The road was a patchwork of water.
I wanted to help her across
A rain puddle, forgetting that
Her legs were longer than mine. 

(Source: One Hundred Love Poems by Gemino Abad and Alfred Yuson)

Seven years later, Driving Home by Justine Camacho

It is impossible to fall in love again
for the first time.
The first blush, the heart quickening,
racing madly with a secret:
these things happen only once.
Yester, in the car,
only half-listening to a song,
I remembered.
And in my mind, I turned around.
If I had known that i would never see you again.
If I had known that afternoon in August,
I would have stayed rooted there.
Watching you.
Nineteen yet and dreamy,
I felt the years deaden me, one by one.
And all the headlamps around me
blurred.
It was so sweet,
even to feel

that wound again.

(Source: One Hundred Love Poems by Gemino Abad and Alfred Yuson) 

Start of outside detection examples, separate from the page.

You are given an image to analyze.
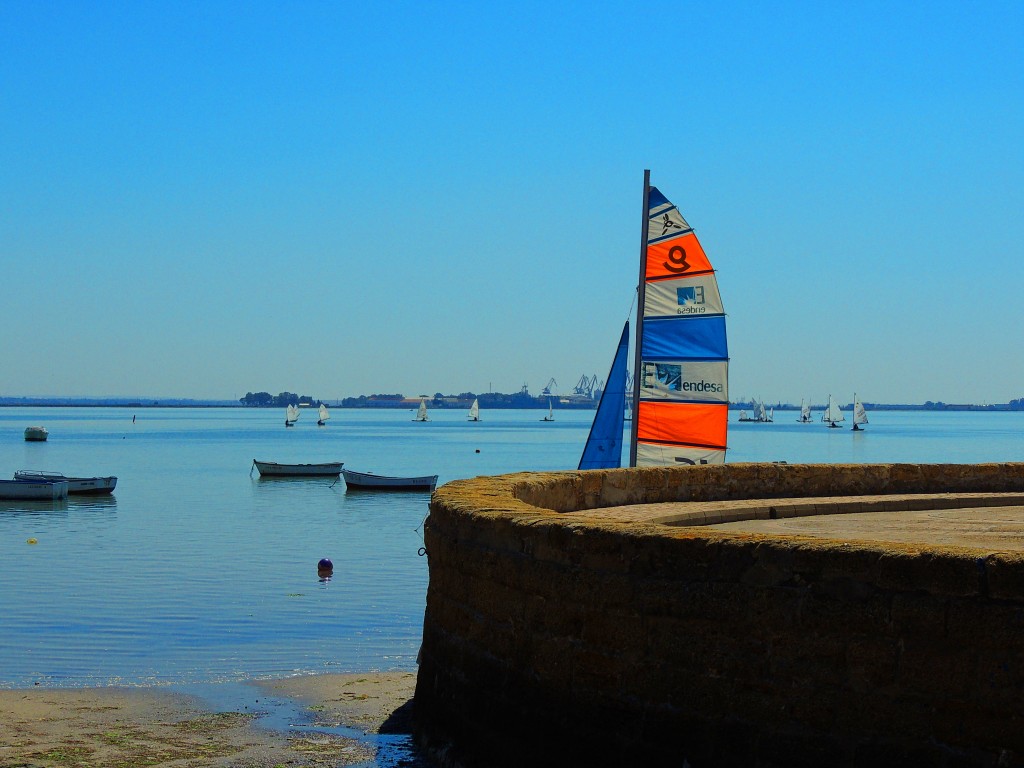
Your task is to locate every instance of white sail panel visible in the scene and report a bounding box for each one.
[640,360,729,402]
[643,274,725,317]
[636,442,725,467]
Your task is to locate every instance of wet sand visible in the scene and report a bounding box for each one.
[0,673,416,768]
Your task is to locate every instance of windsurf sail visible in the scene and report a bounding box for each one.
[579,321,630,469]
[630,171,729,466]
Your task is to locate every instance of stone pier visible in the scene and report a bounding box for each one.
[415,464,1024,768]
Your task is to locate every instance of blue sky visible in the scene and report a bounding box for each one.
[0,0,1024,402]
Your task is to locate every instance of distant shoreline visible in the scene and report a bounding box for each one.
[0,397,1024,413]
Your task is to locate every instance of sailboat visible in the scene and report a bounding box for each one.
[821,394,846,429]
[578,321,630,469]
[285,406,299,427]
[797,399,811,424]
[581,171,729,467]
[541,397,555,421]
[413,397,430,421]
[852,392,867,432]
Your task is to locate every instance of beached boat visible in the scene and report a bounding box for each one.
[413,397,430,421]
[249,459,343,477]
[851,392,867,432]
[821,394,846,429]
[341,469,437,490]
[14,469,118,496]
[584,171,729,467]
[0,480,68,501]
[25,427,50,442]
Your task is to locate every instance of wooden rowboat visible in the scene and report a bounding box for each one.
[253,459,342,477]
[341,469,437,490]
[14,469,118,496]
[0,480,68,501]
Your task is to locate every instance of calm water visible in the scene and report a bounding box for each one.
[0,409,1024,688]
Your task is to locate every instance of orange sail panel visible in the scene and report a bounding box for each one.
[631,186,729,466]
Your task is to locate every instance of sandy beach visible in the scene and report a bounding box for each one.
[0,673,416,768]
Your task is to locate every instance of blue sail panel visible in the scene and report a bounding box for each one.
[640,315,729,360]
[579,322,630,469]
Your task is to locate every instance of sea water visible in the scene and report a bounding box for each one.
[0,408,1024,688]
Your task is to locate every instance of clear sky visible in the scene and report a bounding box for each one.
[0,0,1024,402]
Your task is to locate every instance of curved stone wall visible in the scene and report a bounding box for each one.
[415,464,1024,768]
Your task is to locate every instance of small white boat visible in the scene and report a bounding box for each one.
[249,459,342,477]
[797,399,811,424]
[821,394,846,429]
[0,480,68,501]
[341,469,437,490]
[851,392,867,432]
[413,397,430,421]
[25,427,50,442]
[14,469,118,496]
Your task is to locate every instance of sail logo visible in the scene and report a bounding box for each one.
[662,214,683,234]
[662,246,690,274]
[676,286,708,314]
[643,362,725,394]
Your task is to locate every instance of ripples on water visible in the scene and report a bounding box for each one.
[0,409,1024,687]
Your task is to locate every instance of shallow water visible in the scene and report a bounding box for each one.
[0,408,1024,687]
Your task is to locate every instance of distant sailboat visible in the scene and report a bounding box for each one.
[285,406,299,427]
[852,392,867,432]
[821,394,846,429]
[541,397,555,421]
[413,397,430,421]
[581,171,729,467]
[797,399,811,424]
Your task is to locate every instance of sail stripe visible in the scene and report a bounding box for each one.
[640,315,729,360]
[637,400,729,449]
[631,186,729,466]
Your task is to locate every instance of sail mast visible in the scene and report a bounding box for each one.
[630,168,650,467]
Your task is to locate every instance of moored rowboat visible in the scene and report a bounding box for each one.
[253,459,343,477]
[341,469,437,490]
[14,469,118,496]
[0,480,68,501]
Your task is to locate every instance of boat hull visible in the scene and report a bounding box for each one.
[341,469,437,490]
[14,469,118,496]
[253,459,343,477]
[0,480,68,501]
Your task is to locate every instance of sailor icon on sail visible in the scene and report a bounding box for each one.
[662,214,683,234]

Negros Museum, June 13 by Carlomar Arcangel Daoana

We could have been in different place
                at that moment when we were listening
to Frank Sinatra sing I'm Walking Behind you
                from a gramophone, the museum guy spinning
the turntable with the exact speed of 45 rpm—
                something he practiced, he'd say to his guests,
one the song ends. We could have looked
                at each other tenderly as Sinatra crooned
into our ears, remembering the time when
                we were still strangers to each other
during that night on the ship. Memory
                would have rolled effortlessly—cloth,
or ocean as we recognized the luck
                sweeping us together to an appointment
of what seemed to me the greatest story of our lives. But instead, we were silent,
the heat of the day was uncomfortable,
                and the needle stuttered on the record
which we let go for the needlessness of it
                Looking back, I realize everything of it
was perfect—your eyes shy at the briefest
                touching with mine, the way we avoided
this love which was meant to be bigger
                than us, following us towards the daylight
blessing the corridors of a beautiful world—
                in a way not one of us could ever predict.